View of the Village of Éragny, 1885,  PDR 790,  Birminghaam (AL) Museum of Art

This wonderful view of the village of Éragny is in the collection of the Birmingham Museum of Art, Birmingham, Alabama.  Recently, I had an opportunity to see the painting in person and study it closely. You would be deceived if you think this is simply a lovely landscape. Like so many of Pissarro’s paintings, there is a lot more to it than that.

Camille Pissarro and his family had just moved to Éragny in April of 1884. Delighted with new topographical subjects, he painted through the snowy winter. When he made this panoramic landscape in the early spring of 1885, he seemed to be taking the measurements of this new location. The current photo of Éragny (below) shows that it has changed little since he lived there.

Rue Camille Pissarro Éragny sur Epte

Rue Camille Pissarro
Éragny sur Epte

To get the view in the painting, Pissarro crossed the road (now Rue Camille Pissarro) in front of his house and walked beyond the houses on the other side to look back at the village. All the local landmarks are visible. In the center of the painting, the steeple of the church at Éragny pierces the sky. The current photograph below shows that the steeple is quite high, especially for a church that small (the two sections in front of the steeple are recent additions). It appears that Pissarro gave the steeple in his painting some added height, perhaps to take it above the row of trees in the background and make it easier for us to see. To the left are the towers of the large manor house which dates from the sixteenth century and was built for the lord of Éragny (see the current photograph below).  

         Church at Éragny  Eragny chateau

This painting is one of those by Pissarro that can be viewed at many levels. The very casual observer might barely slow down, labeling it as a pleasant picture of a peaceful village. Others might do as we just did, examine the picture for landmarks and try to feel a sense of the village and the bare fields pictured there.

But there is so much more to see. Pissarro saw the “skeleton” of the view and responded with what look like broad swaths of color in the foreground. Near the bottom, a darker area, then a lighter green strip, and a reddish section, which could have been newly-plowed ground preparing for spring planting. It leads our eyes on the right to the small wooden fence which stretches across the width of the canvas. The regularity of the horizontal lines is then interrupted by the jumble of houses lining both sides of the main street. Except for Bazincourt in the distant middle ground, there are fields leading to the horizon lined with tree tops.

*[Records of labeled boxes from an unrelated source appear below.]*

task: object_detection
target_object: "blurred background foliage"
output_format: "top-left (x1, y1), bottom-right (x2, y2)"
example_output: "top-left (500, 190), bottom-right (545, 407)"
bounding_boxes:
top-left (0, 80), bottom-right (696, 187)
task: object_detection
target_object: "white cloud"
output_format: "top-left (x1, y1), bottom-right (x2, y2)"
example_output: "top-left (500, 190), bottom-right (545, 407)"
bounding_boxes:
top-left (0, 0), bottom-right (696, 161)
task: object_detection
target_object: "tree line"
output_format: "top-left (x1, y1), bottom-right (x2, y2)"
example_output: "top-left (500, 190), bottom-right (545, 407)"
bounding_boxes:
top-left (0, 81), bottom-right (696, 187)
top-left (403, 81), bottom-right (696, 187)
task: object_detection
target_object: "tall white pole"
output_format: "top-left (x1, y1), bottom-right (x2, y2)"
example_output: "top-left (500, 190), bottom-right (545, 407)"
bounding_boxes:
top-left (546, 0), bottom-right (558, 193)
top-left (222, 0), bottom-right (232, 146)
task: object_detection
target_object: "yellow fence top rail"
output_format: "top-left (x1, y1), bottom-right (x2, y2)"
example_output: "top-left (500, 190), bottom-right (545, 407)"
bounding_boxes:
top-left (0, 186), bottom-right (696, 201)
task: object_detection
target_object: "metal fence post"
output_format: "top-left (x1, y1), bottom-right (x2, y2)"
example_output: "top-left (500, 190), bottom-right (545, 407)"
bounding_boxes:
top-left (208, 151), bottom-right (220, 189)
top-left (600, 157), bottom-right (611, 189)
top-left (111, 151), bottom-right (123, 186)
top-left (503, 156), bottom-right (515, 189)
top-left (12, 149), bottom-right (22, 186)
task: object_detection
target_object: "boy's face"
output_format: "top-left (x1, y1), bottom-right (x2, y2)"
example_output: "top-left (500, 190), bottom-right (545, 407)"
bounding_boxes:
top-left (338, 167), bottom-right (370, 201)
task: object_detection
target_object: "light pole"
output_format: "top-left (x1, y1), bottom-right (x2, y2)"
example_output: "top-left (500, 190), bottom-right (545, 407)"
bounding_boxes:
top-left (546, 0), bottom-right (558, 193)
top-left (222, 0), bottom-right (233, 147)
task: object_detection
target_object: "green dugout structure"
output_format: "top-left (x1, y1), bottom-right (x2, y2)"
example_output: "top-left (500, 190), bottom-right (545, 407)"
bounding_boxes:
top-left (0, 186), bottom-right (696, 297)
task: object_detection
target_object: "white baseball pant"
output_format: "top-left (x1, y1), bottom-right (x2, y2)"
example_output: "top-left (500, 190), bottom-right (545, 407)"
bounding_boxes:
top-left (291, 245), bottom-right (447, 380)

What Pissarro does within these designated spaces is the most interesting of all and can easily be seen in the dark area at the bottom. He achieves the color and texture by placing small patches of color side by side, varying the mix to make it darker or lighter.

This looks like pointillism, and in fact Pissarro had come to his own interpretation of pointillism before ever meeting Georges Seurat.  For years, he had been interested in the division of color and had been reading the scientific writings of Michel Eugène Chevruel and Ogden Rood, an American scientist. When he met Seurat a few months after making this painting, he was excited to find someone else who shared his interest in color. 

This is just another example of how Pissarro was always ahead of his time, pushing forward, investigating, experimenting, innovating. In fact, if you mentally eliminate the village from this painting, it would almost look abstract.